People on the subway the other month:

1) A (fat) (moustachioed) (white) guy in a baseball hat and in a union shirt saying "brother" to a(n older) (black) guy who says he's a poet with a book on Amazon, and they both have loud voices like "that guy," and then a (younger) (black) woman with a soft voice butts in and asks the (black) guy why doesn't he vote and protest both, not just protest and raise consciousness about the system.

Only, this goes on for well over twenty minutes until the (older) (black) guy finally gets off the train, and then the (fat) (moustachioed) (white) guy and the (younger) (black) woman start talking about the (older) (black) guy and what he had to say, repeating his weirdest comments to each other.

. . .

2) A (younger) (white) guy with a (thin) (light brown) moustache who looks kind of white trash-y and maybe homeless, and he says "n*gg*er" to his (young) (black) friend that he's talking with, only to have a (younger) (black) guy standing near him say he'll hit him if he ever says it again.

After the (younger) (black) guy gets off the train, the (younger) (white) guy observes that he shut up because that guy was crazy, not because he was tough, because someone who was tough would actually have gone off and just hit you, and not have said anything about it first.

"Who says 'I'm going to hit you'?", he was like, "No one."

. . .

3) A (young) (light-skinned black) woman with richly-coiffed curly hair under a knit cap runs through the train car doors as they're closing and runs all "WOMP!" into the plexiglass panel by me separating the door from the bench-seats on the subway car, and then she recovers and sits down and begins super intently staring at her phone as she sits across the car from me and a little to my right.

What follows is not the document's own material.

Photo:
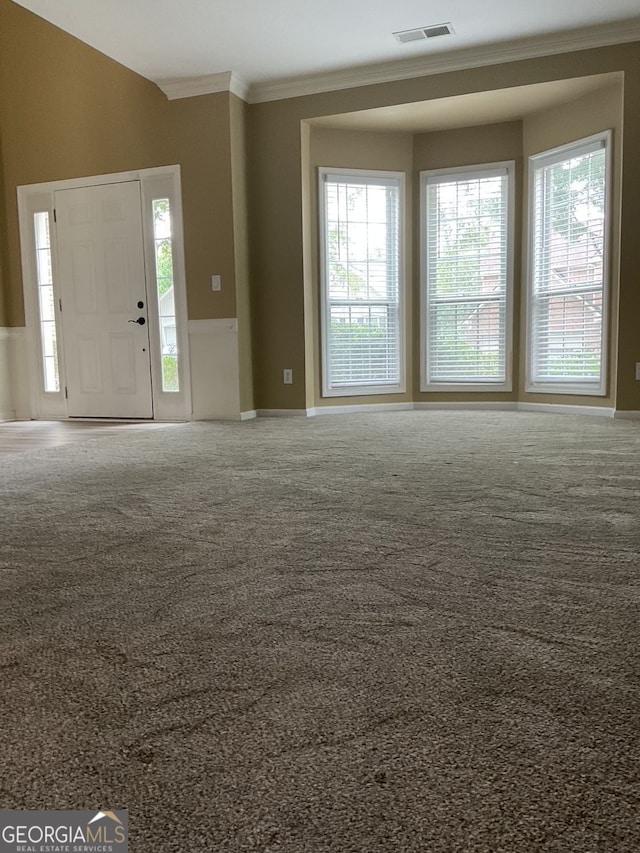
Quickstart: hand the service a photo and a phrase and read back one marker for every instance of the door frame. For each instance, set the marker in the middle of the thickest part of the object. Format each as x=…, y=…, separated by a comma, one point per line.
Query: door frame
x=162, y=182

And, after like ten to fifteen minutes, she pulls out a cigarette pack and starts hitting it against her thigh to settle the tobacco, only she doesn't stop, and the light rapid thwacking sound keeps going on and on and on, for at least twenty minutes.

At one point, I see a(n older) (black) woman in a public transportation worker's uniform farther up the car turn around to look at what the sound is, and later a (well-dressed) (young) (black) woman who comes in and sits a few seats down from me asks what it is and we shake our heads, and then even later a (scrawny) (late middle-aged) (black) woman who came in and sat down across from me looks over and sees that and shakes her head, which breaks the ice and I start talking to her.

"I'm here from Louisiana," she was like.

"And that's saying something, if someone up here behaves so crazy that you take notice," I was like.

"Humph," she was like, not necessarily in disagreement, and then she said that she was visiting her daughter in college, which she does a lot, since she doesn't work anymore.